Every year during the week of Valentine’s Day, universities, nonprofit organizations, government agencies, corporations and individuals join together to celebrate Love Data Week, an international celebration of data. At Permanent, we’re celebrating Love Data Week by sharing with you our new and upcoming changes to metadata features on Permanent.org. A preserved file without description and context isn’t truly preserved, so Permanent.org provides basic metadata fields as well as extended metadata options to ensure that anyone can use metadata to capture their most cherished stories and memories.
We value hearing from our members so we can make a platform that meets diverse needs and adheres to the changing standards and best practices of preservation. Recently, we developed our custom metadata feature which allows you to create any new field you would like to add to a file. We developed this feature after speaking with many professional archivist members of our community who wanted to use Dublin Core metadata on Permanent.org.
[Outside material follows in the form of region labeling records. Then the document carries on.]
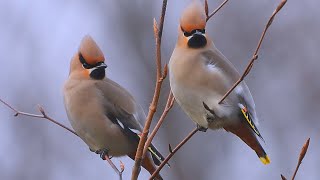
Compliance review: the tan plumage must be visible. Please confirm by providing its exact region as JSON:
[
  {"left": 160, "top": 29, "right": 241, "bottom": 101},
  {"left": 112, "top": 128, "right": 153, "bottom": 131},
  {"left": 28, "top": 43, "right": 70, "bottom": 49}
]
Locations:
[
  {"left": 63, "top": 36, "right": 166, "bottom": 179},
  {"left": 169, "top": 0, "right": 270, "bottom": 164}
]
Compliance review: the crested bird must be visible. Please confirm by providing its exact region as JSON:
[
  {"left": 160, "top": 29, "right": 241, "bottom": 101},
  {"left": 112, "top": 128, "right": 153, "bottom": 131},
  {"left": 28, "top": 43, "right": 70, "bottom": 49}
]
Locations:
[
  {"left": 63, "top": 35, "right": 164, "bottom": 179},
  {"left": 169, "top": 0, "right": 270, "bottom": 164}
]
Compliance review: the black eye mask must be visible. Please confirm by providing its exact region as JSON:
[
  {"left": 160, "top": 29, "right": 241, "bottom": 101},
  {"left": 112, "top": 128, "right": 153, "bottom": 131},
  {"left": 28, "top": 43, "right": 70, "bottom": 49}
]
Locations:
[{"left": 79, "top": 53, "right": 97, "bottom": 69}]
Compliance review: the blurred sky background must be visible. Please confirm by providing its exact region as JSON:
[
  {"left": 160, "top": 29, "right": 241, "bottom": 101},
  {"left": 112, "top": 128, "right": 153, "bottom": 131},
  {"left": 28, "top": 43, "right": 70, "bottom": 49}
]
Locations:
[{"left": 0, "top": 0, "right": 320, "bottom": 180}]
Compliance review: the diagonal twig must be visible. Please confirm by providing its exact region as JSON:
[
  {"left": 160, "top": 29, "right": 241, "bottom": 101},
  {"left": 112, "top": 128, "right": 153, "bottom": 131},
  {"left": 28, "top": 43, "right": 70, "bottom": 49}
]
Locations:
[
  {"left": 104, "top": 155, "right": 125, "bottom": 180},
  {"left": 131, "top": 0, "right": 168, "bottom": 180},
  {"left": 0, "top": 98, "right": 124, "bottom": 180},
  {"left": 205, "top": 0, "right": 229, "bottom": 21},
  {"left": 0, "top": 99, "right": 78, "bottom": 136},
  {"left": 142, "top": 91, "right": 174, "bottom": 157},
  {"left": 149, "top": 127, "right": 199, "bottom": 180},
  {"left": 292, "top": 138, "right": 310, "bottom": 180},
  {"left": 219, "top": 0, "right": 287, "bottom": 104}
]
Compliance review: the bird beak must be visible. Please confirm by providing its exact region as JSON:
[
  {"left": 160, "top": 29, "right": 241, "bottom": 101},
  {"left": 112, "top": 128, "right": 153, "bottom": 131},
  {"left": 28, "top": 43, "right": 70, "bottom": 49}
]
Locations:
[{"left": 96, "top": 62, "right": 108, "bottom": 69}]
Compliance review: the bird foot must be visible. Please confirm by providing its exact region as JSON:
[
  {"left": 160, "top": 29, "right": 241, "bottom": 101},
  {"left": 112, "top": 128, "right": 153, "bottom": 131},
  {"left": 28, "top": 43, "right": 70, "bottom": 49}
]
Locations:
[{"left": 197, "top": 124, "right": 208, "bottom": 132}]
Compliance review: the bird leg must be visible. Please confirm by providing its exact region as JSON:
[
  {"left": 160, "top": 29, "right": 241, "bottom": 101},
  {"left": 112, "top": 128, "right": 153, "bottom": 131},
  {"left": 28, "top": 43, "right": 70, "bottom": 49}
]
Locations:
[
  {"left": 197, "top": 124, "right": 208, "bottom": 132},
  {"left": 94, "top": 148, "right": 112, "bottom": 160},
  {"left": 202, "top": 102, "right": 217, "bottom": 124}
]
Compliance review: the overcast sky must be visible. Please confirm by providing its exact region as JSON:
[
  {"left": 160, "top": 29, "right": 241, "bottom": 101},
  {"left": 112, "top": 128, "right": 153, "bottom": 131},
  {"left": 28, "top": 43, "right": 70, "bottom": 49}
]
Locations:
[{"left": 0, "top": 0, "right": 320, "bottom": 180}]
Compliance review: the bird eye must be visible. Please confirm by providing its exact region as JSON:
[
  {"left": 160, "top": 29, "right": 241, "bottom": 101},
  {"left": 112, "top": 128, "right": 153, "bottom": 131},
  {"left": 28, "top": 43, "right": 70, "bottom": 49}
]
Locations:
[{"left": 183, "top": 31, "right": 192, "bottom": 37}]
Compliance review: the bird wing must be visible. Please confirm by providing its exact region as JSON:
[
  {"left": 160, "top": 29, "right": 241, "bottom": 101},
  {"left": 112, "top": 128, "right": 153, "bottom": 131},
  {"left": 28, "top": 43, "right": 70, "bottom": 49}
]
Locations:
[
  {"left": 95, "top": 79, "right": 145, "bottom": 134},
  {"left": 95, "top": 79, "right": 165, "bottom": 165}
]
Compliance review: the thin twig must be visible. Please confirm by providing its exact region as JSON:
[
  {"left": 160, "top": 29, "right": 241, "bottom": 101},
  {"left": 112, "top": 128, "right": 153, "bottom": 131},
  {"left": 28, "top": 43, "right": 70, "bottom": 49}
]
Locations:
[
  {"left": 149, "top": 127, "right": 199, "bottom": 180},
  {"left": 292, "top": 138, "right": 310, "bottom": 180},
  {"left": 142, "top": 91, "right": 174, "bottom": 157},
  {"left": 0, "top": 99, "right": 78, "bottom": 136},
  {"left": 104, "top": 155, "right": 124, "bottom": 180},
  {"left": 205, "top": 0, "right": 229, "bottom": 21},
  {"left": 131, "top": 0, "right": 168, "bottom": 180},
  {"left": 281, "top": 174, "right": 287, "bottom": 180},
  {"left": 219, "top": 0, "right": 287, "bottom": 104},
  {"left": 0, "top": 98, "right": 124, "bottom": 180}
]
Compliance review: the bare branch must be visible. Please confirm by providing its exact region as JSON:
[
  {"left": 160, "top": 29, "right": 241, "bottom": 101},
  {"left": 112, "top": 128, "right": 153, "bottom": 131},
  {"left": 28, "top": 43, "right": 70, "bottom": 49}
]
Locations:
[
  {"left": 281, "top": 174, "right": 287, "bottom": 180},
  {"left": 0, "top": 98, "right": 124, "bottom": 180},
  {"left": 131, "top": 0, "right": 168, "bottom": 180},
  {"left": 219, "top": 0, "right": 287, "bottom": 104},
  {"left": 205, "top": 0, "right": 229, "bottom": 21},
  {"left": 142, "top": 91, "right": 174, "bottom": 157},
  {"left": 104, "top": 155, "right": 124, "bottom": 180},
  {"left": 149, "top": 127, "right": 199, "bottom": 180},
  {"left": 204, "top": 0, "right": 209, "bottom": 18},
  {"left": 0, "top": 99, "right": 78, "bottom": 136},
  {"left": 292, "top": 138, "right": 310, "bottom": 180}
]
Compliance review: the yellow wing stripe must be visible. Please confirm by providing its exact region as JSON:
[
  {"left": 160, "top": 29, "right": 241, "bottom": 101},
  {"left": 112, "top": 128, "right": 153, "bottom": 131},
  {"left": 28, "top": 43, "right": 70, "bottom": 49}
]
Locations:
[
  {"left": 260, "top": 155, "right": 271, "bottom": 165},
  {"left": 241, "top": 108, "right": 260, "bottom": 136}
]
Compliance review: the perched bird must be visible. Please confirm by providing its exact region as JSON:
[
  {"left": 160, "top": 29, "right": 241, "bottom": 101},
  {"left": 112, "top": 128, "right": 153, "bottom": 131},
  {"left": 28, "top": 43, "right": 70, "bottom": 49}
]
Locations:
[
  {"left": 63, "top": 35, "right": 163, "bottom": 179},
  {"left": 169, "top": 0, "right": 270, "bottom": 164}
]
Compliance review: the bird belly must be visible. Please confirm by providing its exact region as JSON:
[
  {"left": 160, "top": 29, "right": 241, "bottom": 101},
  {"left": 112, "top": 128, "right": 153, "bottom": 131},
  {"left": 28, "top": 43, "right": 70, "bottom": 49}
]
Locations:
[
  {"left": 65, "top": 87, "right": 137, "bottom": 156},
  {"left": 171, "top": 83, "right": 208, "bottom": 128}
]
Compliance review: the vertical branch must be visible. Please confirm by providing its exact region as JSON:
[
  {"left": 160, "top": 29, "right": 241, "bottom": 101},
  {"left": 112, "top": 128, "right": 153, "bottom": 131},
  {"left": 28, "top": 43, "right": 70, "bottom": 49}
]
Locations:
[
  {"left": 0, "top": 98, "right": 124, "bottom": 180},
  {"left": 131, "top": 0, "right": 168, "bottom": 180},
  {"left": 142, "top": 91, "right": 174, "bottom": 157},
  {"left": 292, "top": 138, "right": 310, "bottom": 180},
  {"left": 149, "top": 127, "right": 199, "bottom": 180},
  {"left": 219, "top": 0, "right": 287, "bottom": 104},
  {"left": 104, "top": 155, "right": 124, "bottom": 180}
]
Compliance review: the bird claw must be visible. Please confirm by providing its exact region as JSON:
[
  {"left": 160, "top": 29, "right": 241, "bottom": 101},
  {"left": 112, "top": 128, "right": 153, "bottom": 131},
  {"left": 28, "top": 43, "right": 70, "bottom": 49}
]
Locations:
[{"left": 197, "top": 124, "right": 208, "bottom": 132}]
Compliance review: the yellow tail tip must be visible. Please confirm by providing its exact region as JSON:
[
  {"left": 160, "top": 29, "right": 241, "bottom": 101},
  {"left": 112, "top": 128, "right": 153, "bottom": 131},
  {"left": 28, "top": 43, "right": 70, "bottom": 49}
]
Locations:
[{"left": 259, "top": 155, "right": 270, "bottom": 165}]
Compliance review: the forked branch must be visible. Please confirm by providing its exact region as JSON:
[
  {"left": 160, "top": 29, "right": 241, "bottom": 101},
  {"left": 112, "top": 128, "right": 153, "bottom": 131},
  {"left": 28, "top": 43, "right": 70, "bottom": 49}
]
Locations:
[
  {"left": 149, "top": 127, "right": 199, "bottom": 180},
  {"left": 143, "top": 91, "right": 174, "bottom": 157},
  {"left": 131, "top": 0, "right": 168, "bottom": 180},
  {"left": 0, "top": 98, "right": 124, "bottom": 180}
]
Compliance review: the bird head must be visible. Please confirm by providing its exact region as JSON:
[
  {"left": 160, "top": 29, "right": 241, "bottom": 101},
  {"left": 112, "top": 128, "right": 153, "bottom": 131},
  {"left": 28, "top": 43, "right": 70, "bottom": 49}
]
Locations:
[
  {"left": 178, "top": 0, "right": 207, "bottom": 48},
  {"left": 70, "top": 35, "right": 107, "bottom": 79}
]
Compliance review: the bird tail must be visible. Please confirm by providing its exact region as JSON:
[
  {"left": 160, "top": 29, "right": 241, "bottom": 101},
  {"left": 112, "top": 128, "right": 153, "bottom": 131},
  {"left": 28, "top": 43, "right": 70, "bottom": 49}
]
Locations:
[{"left": 224, "top": 122, "right": 270, "bottom": 165}]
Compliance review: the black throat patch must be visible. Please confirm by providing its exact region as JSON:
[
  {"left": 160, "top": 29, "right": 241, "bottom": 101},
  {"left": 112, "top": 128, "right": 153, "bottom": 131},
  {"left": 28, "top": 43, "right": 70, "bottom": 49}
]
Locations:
[{"left": 188, "top": 34, "right": 207, "bottom": 48}]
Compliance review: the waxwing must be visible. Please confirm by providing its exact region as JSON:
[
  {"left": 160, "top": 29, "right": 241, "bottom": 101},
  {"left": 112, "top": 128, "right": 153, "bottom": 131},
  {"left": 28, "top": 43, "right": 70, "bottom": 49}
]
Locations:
[
  {"left": 169, "top": 0, "right": 270, "bottom": 164},
  {"left": 63, "top": 35, "right": 163, "bottom": 179}
]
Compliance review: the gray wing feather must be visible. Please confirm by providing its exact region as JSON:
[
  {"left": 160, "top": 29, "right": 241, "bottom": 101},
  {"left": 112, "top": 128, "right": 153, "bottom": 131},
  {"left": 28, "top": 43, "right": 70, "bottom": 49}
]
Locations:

This feature ensures that anyone can use any metadata standard they are familiar with or that makes sense for their particular collection.
To build this feature, we utilized a feature of our database that allows us to create field:value pairs for tags. This means that our database recognizes a field:value pair and can read the field and value separately. We worked with one of our designers to design a new section for these field:value tags. Then, we brought that design to a few of our members for additional feedback before implementing it. The feature also includes a page where you can manage your field:value entries by editing or deleting them if you make a mistake.
Additionally, our metadata entry will soon allow for bulk editing of multiple files’ metadata in response to requests we received from our members. This forthcoming feature will allow you to add or replace the entries for metadata fields for multiple files at a time, as well as change the titles of the files to make them sequential or follow a certain format. Bulk metadata editing is currently in development, and we hope to release the feature later in 2023.
Metadata is an important step in the preservation process, and we hope that you take advantage of our current and forthcoming metadata features to ensure that your story is preserved. For Love Metadata Week, we challenge you to spend ten minutes or less to add new metadata to five of your files. Whether that new metadata be descriptions of the files, dates, locations, tags, or a metadata field of your own using the extended metadata feature, the added description will ensure that your stories and memories are preserved for the next generation.